Making more efficient use of hospital beds

WHA projects a hefty £1.7m saving from more intensive use of the
reduced number hospital beds, but once more fails to explain how this
is to be achieved.  Recent experience of hospital rationalisation
(notably the closure of A&E and acute beds at Edgware General
Hospital in London) have conspicuously failed to deliver the
expected economies and efficiency savings.

The loss of local hospital beds in Kidderminster, compounded by the
problems of transport for visiting relatives and friends, and
increased difficulties co-ordinating the discharge especially of frail
elderly patients over longer distances are likely to result in an
increase in the average length of stay, especially in medical beds,
which could well counteract any potential savings.

Even those most wedded to the idea of maximising the efficient use of
beds have expressed some scepticism about the scale of savings
projected by the WHA plan, which appears to be based on applying the
targets for the Worcester Royal Infirmary's PFI Business Case to
Trusts throughout the county.

The PFI scheme, which proposes to impose a 24% cut in acute in-patient
beds at WRI, seeks to reduce the number of beds per 1,000 episodes by
a massive 40%, from 15.3 to just 9.6. The SECTA Financial Review
points out that if this target were applied throughout the county it
could further reduce acute beds by up to 120.

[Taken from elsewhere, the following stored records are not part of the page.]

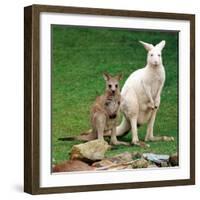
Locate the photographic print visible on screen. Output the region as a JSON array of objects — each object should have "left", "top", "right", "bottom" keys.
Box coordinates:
[
  {"left": 51, "top": 25, "right": 179, "bottom": 172},
  {"left": 24, "top": 5, "right": 195, "bottom": 194}
]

There is one huge problem, however: there is no evidence to show that
this target is attainable in the foreseeable future.  The SECTA Review
refers to the King's Fund and Tomlinson reviews in London, which
prescribed a massive reduction in acute bed numbers, but does not
refer to the consequences of these ill-thought out proposals - the
soaring waiting lists, and the repeated "trolleys" crises which have
resulted as patients queue often for days on end for emergency
hospital beds in the capital.

The recent strategic review of London's NHS commissioned by the
government found that as a result of these cuts Londoners now have
less access to hospital beds than elsewhere in the country, and urged
a halt to further bed closures.

The SECTA Review also points to the need to prepare for any reduction
in bed numbers by developing community support services and
"alternative development care settings (e.g. rehabilitation
facilities)".  Such plans and the resources to implement them - are
conspicuously missing from the W strategy.

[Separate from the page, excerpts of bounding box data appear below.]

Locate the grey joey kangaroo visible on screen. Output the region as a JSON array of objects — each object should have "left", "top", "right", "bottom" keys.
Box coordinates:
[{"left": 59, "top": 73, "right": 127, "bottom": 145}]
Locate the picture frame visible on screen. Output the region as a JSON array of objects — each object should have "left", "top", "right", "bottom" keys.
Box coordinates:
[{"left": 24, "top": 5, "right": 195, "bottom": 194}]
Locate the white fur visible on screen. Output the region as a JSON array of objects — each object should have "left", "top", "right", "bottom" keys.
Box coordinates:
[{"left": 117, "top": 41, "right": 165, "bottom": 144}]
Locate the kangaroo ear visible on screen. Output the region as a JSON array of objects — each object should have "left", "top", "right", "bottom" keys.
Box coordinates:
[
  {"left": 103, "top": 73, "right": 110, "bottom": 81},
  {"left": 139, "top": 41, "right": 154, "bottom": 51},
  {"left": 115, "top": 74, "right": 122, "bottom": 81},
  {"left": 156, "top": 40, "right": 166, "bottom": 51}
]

SECTA concludes - and reiterates (3.10.2, 3.11.8) that the WRI bed
targets may not be achievable, and will certainly be hard to attain:
"achieving bed capacity targets included in the Worcester Royal
Infirmary PFI proposal across the county would be a major challenge"
(2.8.1).  Yet it appears that the WHA targets for cash savings assume
this challenge has already effectively been fought and won.

In short, the WHA projections, which purport to show efficiency
savings adding up to £7.5m, appear to be at  best "guesstimates", or
at worst wishful thinking, rather than robust and objective
appraisals.

Financial impact of rationalisation plan

The Health Authority claims that the changes it is proposing for acute
services will release an additional sum "for reinvestment", over and
above the "efficiency savings".  Once more - without any supporting
explanation or argument - we are told that this could amount to "a
minimum of £1.2m" but might be as much as £4m.

The mystery is deepened when WHA goes on to assert, yet again without
any evidence, what the comparative costs of alternative options would
be: these range from "no net savings" to "a net extra cost to the
County of  £4.8m". Since WHAs Chief Executive has insisted that WHA
has insufficient resources to provide a Financial Analysis of its
current strategic plan, the source and authenticity of these projected
figures must be a puzzle.

By contrast, Kidderminster Health Care Trust has published figures
which claim that the potential £7.5 million to be "saved" by switching
services away from Kidderminster Hospital would be largely wiped out
by the £7m which would have to be spent buying the same services from
other Trusts, and an extra £200,000 spent on community reprovision,
leaving a net saving from the whole chaotic exercise of just £300,000.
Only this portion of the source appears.